Porque o alimento oferecido a Krishna é preparado com amor e devoção para a Suprema Personalidade de Deus e é aceito por Sua misericórdia depois que foi ofertado a Ele, nenhum karma se liga ao alimento, haja vista que não há gratificação sensorial ou desejo material. Ao preparar, ao oferecer e ao comer o prasada de Krishna, o indivíduo permanece fixo na posição transcendental, absorto no Brahman, espírito, e livre da ilusão dos modos da natureza. Comer dessa maneira é a verdadeira consumação do yoga: “É dito que a pessoa atingiu o yoga”, Krishna diz, “quando, tendo renunciado todos os desejos materiais, nem age para a gratificação sensorial nem se ocupa em atividades fruitivas”. (Bhagavad-gita 6.4)

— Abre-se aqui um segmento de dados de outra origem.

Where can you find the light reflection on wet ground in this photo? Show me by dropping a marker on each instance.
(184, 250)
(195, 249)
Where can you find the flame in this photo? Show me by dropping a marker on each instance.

Renúncia é algo essencial para qualquer pessoa séria em relação ao progresso espiritual. Se alguém alega estar ocupado em yoga ou em aprimoramento espiritual, porém não se ocupa firmemente em renúncia das atividades fruitivas e da gratificação sensorial, é um enganador ou está sendo enganado por um enganador. De uma forma ou outra, é preciso impedir que os sentidos se ocupem em atividades materiais de gozo dos sentidos, impedimento esse ensinado por todas as autoridades, incluindo Sri Krishna, Buddha, Jesus Cristo, Sripada Shankaracharya etc.

Certa vez, há muitíssimos anos, um grande devoto de nome Dhruva Maharaja praticou um yoga muito severo a fim de compreender Deus em seis meses. Primeiramente, ele passou a comer apenas frutas e bagos de três em três dias e, no segundo mês, comia apenas grama e folhas secas a cada seis dias. Dessa maneira, ele progrediu e passou a tomar apenas um pouco de água a cada seis dias, até que, finalmente, ele tomava um pouco de ar a cada doze dias. Assim, Dhruva Maharaja renunciou a gratificação sensorial e conheceu Deus. Agora, nesta era, é-nos impossível praticar tais atividades severas para controlar os sentidos. Quem é capaz de fazer isso, ou até mesmo de dar os primeiros passos? Portanto, Krishna não instrui: “Não comais”, senão que Ele diz: “Comei o Meu prasada”. Comamos prasada suntuosamente e, destarte, renunciemos a gratificação sensorial e as atividades fruitivas.

Qualquer pessoa pode preparar, oferecer e comer o prasada de Krishna até mesmo em casa, sem inconveniências. Esta atividade maravilhosa é muito simples. É a perfeição do comer e é “eterna e agradável de ser praticada”.